Знакомство мое с самим Булгаковым произошло значительно позже — в сентябре 1939 года. Мы с женой поехали в Ленинград, чтобы посмотреть в одном из ленинградских театров мою тогда нашумевшую пьесу «Павел Греков» (я написал ее совместно с Б. Войтеховым). Идем по перрону Ленинградского вокзала, ищем спальный вагон, и вдруг я вижу, что навстречу нам, явно выискивая тот же вагон, идет бросающаяся всем в глаза пара: женщина, о которых принято говорить «интересная», и мужчина в распахнутой волчьей шубе, — шерсть на ней отливала серебром при свете перронных фонарей. Мужчина был в очках и тоже, с точки зрения женщин, принадлежал к той же породе — «интересных» мужчин.

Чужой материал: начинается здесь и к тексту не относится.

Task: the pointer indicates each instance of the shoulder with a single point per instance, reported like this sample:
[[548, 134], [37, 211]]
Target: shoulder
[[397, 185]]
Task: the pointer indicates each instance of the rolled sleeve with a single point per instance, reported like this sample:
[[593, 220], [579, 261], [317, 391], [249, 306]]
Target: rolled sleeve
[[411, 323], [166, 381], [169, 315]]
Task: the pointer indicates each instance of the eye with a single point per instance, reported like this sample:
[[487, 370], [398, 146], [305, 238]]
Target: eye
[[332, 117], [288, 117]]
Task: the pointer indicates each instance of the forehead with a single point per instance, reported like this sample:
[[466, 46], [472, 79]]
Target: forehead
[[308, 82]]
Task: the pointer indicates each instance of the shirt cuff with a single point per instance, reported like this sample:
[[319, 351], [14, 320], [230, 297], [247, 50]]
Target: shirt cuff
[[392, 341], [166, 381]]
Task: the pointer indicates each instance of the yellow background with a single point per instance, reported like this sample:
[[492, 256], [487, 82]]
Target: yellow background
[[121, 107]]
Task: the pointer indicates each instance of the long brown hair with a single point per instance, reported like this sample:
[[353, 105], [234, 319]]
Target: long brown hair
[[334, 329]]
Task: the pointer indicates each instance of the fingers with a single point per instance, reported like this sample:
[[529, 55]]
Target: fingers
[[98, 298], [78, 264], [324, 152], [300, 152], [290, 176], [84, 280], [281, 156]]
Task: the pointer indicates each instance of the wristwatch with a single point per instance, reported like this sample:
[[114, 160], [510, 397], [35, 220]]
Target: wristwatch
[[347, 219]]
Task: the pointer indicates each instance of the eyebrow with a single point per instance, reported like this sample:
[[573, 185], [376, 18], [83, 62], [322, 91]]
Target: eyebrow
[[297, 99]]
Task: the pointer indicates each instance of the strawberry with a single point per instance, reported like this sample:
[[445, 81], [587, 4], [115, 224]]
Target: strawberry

— Это же Булгаковы! — тихо сказала мне жена и окликнула Михаила Афанасьевича:
— Михаил Афанасьевич! Вы тоже в Ленинград?
Мы познакомились. Оказалось, что Булгаковы (Елена Сергеевна и Михаил Афанасьевич) едут в Ленинград в связи с предстоящей постановкой в одном из Ленинградских театров (в каком — не помню) пьесы Булгакова «Дон Кихот», только что поставленной вахтанговцами.
Наши купе в спальном вагоне оказались соседними, и мы долго не ложились, болтая о том о сем, а главным образом о делах театральных, — я тогда чувствовал себя больше драматургом, чем прозаиком.
В Ленинграде мы остановились в «Астории», днем мы занимались каждый своими делами (мне очень хотелось показать М. А. «Павла Грекова», но так и не удалось это сделать), а вечерами обычно сидели допоздна в номере у Булгаковых. Эта идиллия продолжалась дня два-три — не больше.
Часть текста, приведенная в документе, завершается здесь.